US Pacific Coast Small Vessel Cruises

US Pacific Coast Small Vessel Cruises

Alaska

Changes driving the small vessel cruise market on the North American Pacific coast. Beginning each May and continuing through September, CLIA Alaska member lines operate 33 generally large and medium-size ships in Alaska waters. Alaska itineraries consist primarily of two routes: round-trip through Southeast Alaska’s Inside Passage, mainly from Seattle and Vancouver, B.C.; and cross-the- Gulf-of-Alaska trips, beginning or ending in Anchorage, primarily via the Southcentral Alaska port cities of Seward and Whittier. As a result, Alaska’s top five cruise ports (Juneau, Ketchikan, Skagway, Glacier Bay, Sitka) accounted for 83% of the cruise ships visits to the state with 19 other communities accounting for a 17% market share of cruise ship visits in 2017.

Mass consumer cruise tourism is vital to the Alaskan economy since ship guests comprise 60 percent of Alaska’s summer visitors according to CLIA Alaska. With a concentration on cruise traffic amongst Alaska top five ports, state officials have worked with stakeholders to address changes in the market that have impacted operators of smaller vessels.

Research prepared for the State of Alaska reveals that small cruise vessel (less than 250 passengers) activity peaked in 2006 with 28,767 passengers and accounted for three percent of the Alaska cruise market. By 2011 passenger volume dropped to 8,830 small ship guests and accounted for only one percent of the market.

A decade ago, Cruise West vessels visited Alaska ports from Southeast, to Prince William Sound, to the Aleutian Islands and the Far North. Other companies like American West Steamboat Company, Clipper Cruise Lines, Glacier Bay Cruise Lines and Lindblad Expeditions, also had a strong presence in the state, particularly in Southeast Alaska.

Brittney Cioni-Haywood, Division Director, Division of Economic Development State of Alaska in an e-mail interview indicated that there had been a few of the changes to the small cruise vessel market since 2015. Highlights of the small cruise vessel fleet include:

  • Alaskan Dream Cruises added a ship during summer 2016 to bring the Alaskan–based fleet total to five vessels.
  • UnCruise Adventures will return a seventh vessel to Alaska for 2018.
  • Lindblad Expeditions added a third ship to its Southeast Alaska itineraries after having only two ships in Alaska for more than 30 years.

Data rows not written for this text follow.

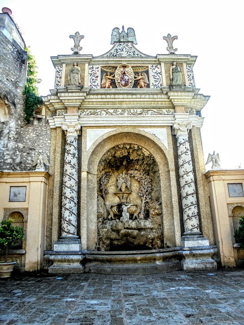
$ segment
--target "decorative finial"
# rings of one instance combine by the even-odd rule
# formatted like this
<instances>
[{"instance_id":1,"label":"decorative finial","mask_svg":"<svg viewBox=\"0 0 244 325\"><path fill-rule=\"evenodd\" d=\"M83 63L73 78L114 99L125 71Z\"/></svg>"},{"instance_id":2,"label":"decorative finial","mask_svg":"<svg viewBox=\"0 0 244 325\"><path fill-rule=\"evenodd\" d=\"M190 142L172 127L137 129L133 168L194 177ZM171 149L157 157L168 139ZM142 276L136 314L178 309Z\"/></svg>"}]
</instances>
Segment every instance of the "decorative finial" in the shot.
<instances>
[{"instance_id":1,"label":"decorative finial","mask_svg":"<svg viewBox=\"0 0 244 325\"><path fill-rule=\"evenodd\" d=\"M82 48L80 46L80 42L83 38L84 35L80 35L79 31L76 31L74 35L70 35L70 39L73 39L75 42L74 48L71 48L72 54L80 54L80 51L81 51Z\"/></svg>"},{"instance_id":2,"label":"decorative finial","mask_svg":"<svg viewBox=\"0 0 244 325\"><path fill-rule=\"evenodd\" d=\"M10 16L12 15L12 11L9 8L7 8L7 7L4 7L2 9L2 12L3 14L9 14Z\"/></svg>"},{"instance_id":3,"label":"decorative finial","mask_svg":"<svg viewBox=\"0 0 244 325\"><path fill-rule=\"evenodd\" d=\"M115 42L133 42L133 44L136 45L137 42L134 28L129 27L127 29L127 32L126 32L123 25L122 26L122 31L119 32L118 27L114 28L111 35L110 44L113 44Z\"/></svg>"},{"instance_id":4,"label":"decorative finial","mask_svg":"<svg viewBox=\"0 0 244 325\"><path fill-rule=\"evenodd\" d=\"M168 34L167 37L164 36L163 39L168 43L168 47L166 48L166 50L169 51L169 54L175 54L175 52L178 51L178 49L174 49L173 48L173 42L175 40L178 39L178 36L175 36L171 37L170 34Z\"/></svg>"},{"instance_id":5,"label":"decorative finial","mask_svg":"<svg viewBox=\"0 0 244 325\"><path fill-rule=\"evenodd\" d=\"M212 154L208 154L207 162L205 165L207 165L210 161L212 161L212 169L219 170L222 169L220 167L220 156L218 153L215 153L215 150Z\"/></svg>"}]
</instances>

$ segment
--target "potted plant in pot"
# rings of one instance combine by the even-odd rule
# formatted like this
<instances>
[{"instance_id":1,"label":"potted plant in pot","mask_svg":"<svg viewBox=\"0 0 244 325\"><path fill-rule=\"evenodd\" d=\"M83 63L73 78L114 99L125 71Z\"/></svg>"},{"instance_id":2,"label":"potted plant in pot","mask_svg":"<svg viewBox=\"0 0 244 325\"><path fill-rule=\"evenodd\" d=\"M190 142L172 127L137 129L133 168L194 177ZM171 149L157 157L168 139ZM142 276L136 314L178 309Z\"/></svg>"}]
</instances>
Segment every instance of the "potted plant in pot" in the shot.
<instances>
[{"instance_id":1,"label":"potted plant in pot","mask_svg":"<svg viewBox=\"0 0 244 325\"><path fill-rule=\"evenodd\" d=\"M244 248L244 216L240 217L239 228L235 231L235 239L240 247Z\"/></svg>"},{"instance_id":2,"label":"potted plant in pot","mask_svg":"<svg viewBox=\"0 0 244 325\"><path fill-rule=\"evenodd\" d=\"M13 220L3 220L0 222L0 247L5 249L4 261L0 262L0 278L8 278L11 275L16 262L9 262L9 247L14 245L19 239L23 240L23 229L13 225Z\"/></svg>"}]
</instances>

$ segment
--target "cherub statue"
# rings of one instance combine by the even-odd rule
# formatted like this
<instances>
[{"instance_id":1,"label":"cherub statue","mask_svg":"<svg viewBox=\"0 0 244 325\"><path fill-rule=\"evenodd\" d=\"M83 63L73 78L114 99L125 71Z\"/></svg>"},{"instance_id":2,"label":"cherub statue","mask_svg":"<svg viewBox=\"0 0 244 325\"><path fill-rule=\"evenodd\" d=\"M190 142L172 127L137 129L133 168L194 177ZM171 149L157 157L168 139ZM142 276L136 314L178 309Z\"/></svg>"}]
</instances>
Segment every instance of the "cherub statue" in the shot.
<instances>
[{"instance_id":1,"label":"cherub statue","mask_svg":"<svg viewBox=\"0 0 244 325\"><path fill-rule=\"evenodd\" d=\"M113 44L114 42L119 41L119 28L118 27L115 27L112 30L111 35L111 43L110 44Z\"/></svg>"},{"instance_id":2,"label":"cherub statue","mask_svg":"<svg viewBox=\"0 0 244 325\"><path fill-rule=\"evenodd\" d=\"M117 186L118 186L117 191L118 192L119 192L119 190L122 191L121 186L123 183L125 183L126 186L127 186L127 187L129 188L129 190L130 192L132 192L132 191L131 190L131 178L130 177L129 175L126 175L126 172L125 172L125 171L123 172L123 174L120 174L117 177Z\"/></svg>"},{"instance_id":3,"label":"cherub statue","mask_svg":"<svg viewBox=\"0 0 244 325\"><path fill-rule=\"evenodd\" d=\"M110 72L106 72L103 75L103 80L102 80L102 88L112 88L112 79L115 79L114 75L115 73L110 75Z\"/></svg>"},{"instance_id":4,"label":"cherub statue","mask_svg":"<svg viewBox=\"0 0 244 325\"><path fill-rule=\"evenodd\" d=\"M45 172L44 164L47 165L47 166L50 166L48 160L47 160L46 154L44 153L42 155L41 151L38 151L37 154L36 153L35 155L34 161L33 161L33 164L32 165L33 167L37 165L37 168L35 171Z\"/></svg>"},{"instance_id":5,"label":"cherub statue","mask_svg":"<svg viewBox=\"0 0 244 325\"><path fill-rule=\"evenodd\" d=\"M138 75L134 74L135 80L137 81L137 88L146 88L146 85L149 83L147 76L145 72L139 72Z\"/></svg>"},{"instance_id":6,"label":"cherub statue","mask_svg":"<svg viewBox=\"0 0 244 325\"><path fill-rule=\"evenodd\" d=\"M215 150L212 154L208 154L207 162L205 165L207 165L210 161L212 161L212 169L221 169L220 167L220 156L219 153L215 153Z\"/></svg>"}]
</instances>

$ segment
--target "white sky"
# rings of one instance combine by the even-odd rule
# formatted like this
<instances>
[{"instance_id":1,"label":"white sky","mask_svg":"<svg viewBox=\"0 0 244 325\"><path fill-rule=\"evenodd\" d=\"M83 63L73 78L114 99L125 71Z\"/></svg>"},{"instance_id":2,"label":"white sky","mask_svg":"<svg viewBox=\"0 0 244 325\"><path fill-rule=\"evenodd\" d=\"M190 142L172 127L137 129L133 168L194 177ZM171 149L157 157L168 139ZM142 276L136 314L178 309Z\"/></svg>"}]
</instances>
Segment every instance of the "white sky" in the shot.
<instances>
[{"instance_id":1,"label":"white sky","mask_svg":"<svg viewBox=\"0 0 244 325\"><path fill-rule=\"evenodd\" d=\"M205 161L215 150L223 169L236 169L240 165L244 168L241 4L240 0L0 0L0 10L11 9L36 57L42 95L54 88L55 70L50 57L71 54L74 41L69 37L77 31L84 36L81 54L95 56L111 48L112 29L118 27L121 31L122 25L126 31L134 28L136 47L152 56L168 53L163 36L177 35L173 43L178 49L176 54L198 56L196 86L199 93L211 96L202 110Z\"/></svg>"}]
</instances>

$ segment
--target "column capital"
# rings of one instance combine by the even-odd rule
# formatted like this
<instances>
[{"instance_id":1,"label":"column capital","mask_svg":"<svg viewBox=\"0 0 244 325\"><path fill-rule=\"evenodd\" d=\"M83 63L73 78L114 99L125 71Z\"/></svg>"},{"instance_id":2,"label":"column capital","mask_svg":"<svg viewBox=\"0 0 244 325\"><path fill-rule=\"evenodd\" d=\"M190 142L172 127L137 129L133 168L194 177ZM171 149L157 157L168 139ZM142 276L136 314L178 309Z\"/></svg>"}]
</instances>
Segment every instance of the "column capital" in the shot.
<instances>
[{"instance_id":1,"label":"column capital","mask_svg":"<svg viewBox=\"0 0 244 325\"><path fill-rule=\"evenodd\" d=\"M176 138L180 136L186 136L188 134L189 130L192 127L191 123L177 122L175 121L173 122L172 128L172 134L176 136Z\"/></svg>"},{"instance_id":2,"label":"column capital","mask_svg":"<svg viewBox=\"0 0 244 325\"><path fill-rule=\"evenodd\" d=\"M61 124L62 130L64 130L67 137L78 138L79 132L81 127L80 122L63 122Z\"/></svg>"}]
</instances>

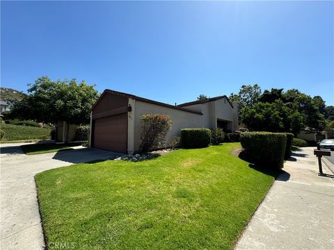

Ms. Cioni-Haywood suggests that the factors accounting for the renewed interest in small cruise ship itineraries in Alaska are the increased interest in small ship cruising and growing interest in colder climate destinations and an earlier start to the sailing season.

To tap into the increased interest in sailing in the Arctic, Lindblad Expeditions will place the National Geographic Orion on an Arctic itinerary for 2018. Although, not a small cruise ship by Alaska visitor statistics definition (vessels less than 250 passengers), Crystal Cruises (1000 passengers) will make its third sailing of the Northwest Passage in 2018.

The earlier start to the sailing season is being led by UnCruise Adventures which has begun homeporting some of its vessels in Alaska instead of Seattle. UnCruise Adventures has promoted the earlier itineraries by highlighting advantages of better weather and fewer crowds in April. Homeporting in Alaska brings some financial benefits to the homeport communities and allows the company to begin cruises in April.

Pacific Northwest

American Cruise Lines announced that their ship, American Constellation was on its way to Puget Sound for the upcoming Pacific Northwest cruise season in January 2018. The vessel’s inaugural 2017 season was on the East Coast. American Constellation will sail the three Puget Sound itineraries March, April, May and early June 2018. The ship will then head to Alaska in late June through early September for Southeast Alaska cruises and the longer Alaska Inside Passage itinerary. American Constellation will resume Fall 2018 cruises on Puget Sound in late September through early November.

The Port of Astoria is the first deepwater cruise ship port on the Columbia River. It is situated near the mouth of the majestic Columbia River. The Port serves a growing cruise ship port-of-call business. Bruce Conner, Cruise Marketing Director for the port, stated,” there will be 27 deep sea cruise ships calls in 2018 and feature the maiden visit by the Disney Wonder”.

The Cruise Lines International Association’s 2018 Cruise Industry Outlook reports that a significant industry trend is that river and small ship cruising continues to gain tractions among travelers. The vast Columbia River is 4.5 miles wide and separates Oregon from neighboring Washington State. The river provides the opportunity for Astoria to tap into this growing trend toward small vessel travel with American Cruise Lines supplying Columbia River cruise. For the first time in 2018, round-trips from Portland will be offered.  Itinerary highlights are the Columbia River Gorge, a national scenic area and the only navigable route through the Cascade Mountains.